Human Rights Institute 1L Advocates Program presents:
Fall Seminar Series: Introduction to the Human Rights Field
The Fall Seminar Series provides 1L advocates with an introduction to the human rights field, including the breadth of issues on which advocates work, the array of organizations conducting human rights advocacy, and the strategies and tactics advocates employ. Each seminar explores a distinct thematic area of human rights, including discussion of specific examples of human rights advocacy and the range of opportunities to use human rights strategies to improve law, policy, and practice around the world.
Session 1: Advocacy in the Socio-Economic Rights Field
Thursday, September 14, 2017
Facilitator: Kayum Ahmed, Adjunct Professor of Law, Columbia Law School, former Chief Executive Officer, South African Human Rights Commission
This seminar will explore how advocates use human rights law and principles in struggles to secure socio-economic rights—including housing, health, education, food, water and sanitation—and also how advocates address the causes and consequences of poverty through innovative methods and practices.
Session 2: Toward Greater Corporate Accountability and Respect for Workers’ Rights and Environmental Justice
Wednesday, September 27, 2017
Facilitator: Benjamin Hoffman, Senior Clinical Teaching Fellow, Human Rights Clinic
Recent years have seen heightened attention to the myriad impacts of business on both the realization and violation of human rights. Such attention has taken the form of focused efforts to ensure corporate accountability for human rights harms, and the growth of an entire “Business and Human Rights” field, ostensibly to better regulate and guide the conduct of corporations toward greater respect for human rights.

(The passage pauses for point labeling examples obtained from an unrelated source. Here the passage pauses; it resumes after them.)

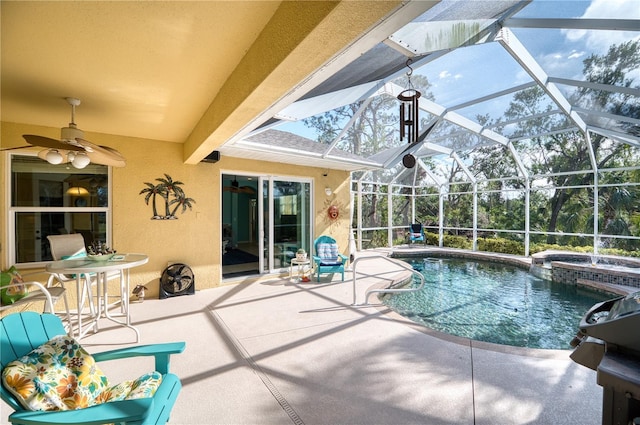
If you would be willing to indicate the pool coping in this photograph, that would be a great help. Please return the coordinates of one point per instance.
(518, 261)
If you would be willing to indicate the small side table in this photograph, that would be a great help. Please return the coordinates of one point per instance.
(301, 264)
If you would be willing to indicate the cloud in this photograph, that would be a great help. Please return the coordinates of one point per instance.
(600, 41)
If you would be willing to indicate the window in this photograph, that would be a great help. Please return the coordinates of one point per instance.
(48, 199)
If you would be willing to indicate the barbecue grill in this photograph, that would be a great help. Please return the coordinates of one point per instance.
(609, 342)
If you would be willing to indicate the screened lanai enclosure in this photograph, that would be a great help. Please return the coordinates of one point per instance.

This session will explore the work of various organizations in this growing field, with a focus on struggles for workers’ rights in global supply chains and for environmental justice in the extractive industries.
Session 3: Fostering Equality and Non-Discrimination
Wednesday, October 11, 2017
Facilitators: JoAnn Kamuf Ward, Director, Human Rights in the U.S. Project, Columbia Law School Human Rights Institute & Anjli Parrin, Legal Fellow, Human Rights Institute & Clinic
States bear a responsibility to ensure equality before the law and eliminate discrimination in all its forms. Human rights law provides protections for people and groups which may experience vulnerability or discrimination, including persons with disabilities, children, indigenous peoples, LGBTQI individuals, older persons, racial and ethnic minorities, refugees, migrants, and women. Through several case studies, including advocacy for specific human rights treaties, this session will explore how advocates are building norms in this area, and leveraging human rights protections in national and local advocacy.
Session 4: Rule of Law, and Civil and Political Rights
Tuesday, October 31, 2017
Facilitator: Jamil Dakwar, Director, Human Rights Program, American Civil Liberties Union (ACLU)
Democracy and respect for fundamental civil liberties and freedoms constitute core human rights values. Rights to freedom of speech, peaceful assembly, opinion, expression, and religion are both critical in themselves and essential for defending other human rights. Likewise, the rights to be free from arbitrary detention and slavery, as well as the right to a fair trial must be provided for in law and implemented in practice. This session will introduce key human rights organizations working to strengthen rights protections in these areas, and the types of tactics advocates are using to secure these rights, especially in light of recent threats to democracy and human rights.
Session 5: Armed Conflict, Counterterrorism, Emergencies, and Transitional Justice
Wednesday, November 15, 2017
Facilitators: Alex Moorehead & Rahma Hussein, Project on Human Rights, Counterterrorism, and Armed Conflict, Columbia Law School Human Rights Institute
Governmental efforts to wage war and prevent terrorism are rife with human rights abuses committed under the justification of national security. Following conflict, violations committed by all parties can be strategically mobilized or ignored to serve political ends, and at the expense of the human rights to justice and remedy for harms suffered. This session will discuss how human rights, humanitarian law, and civil liberties organizations use law and advocacy to promote respect for rights and accountability for violation in times of violent conflict, transition, and post-conflict.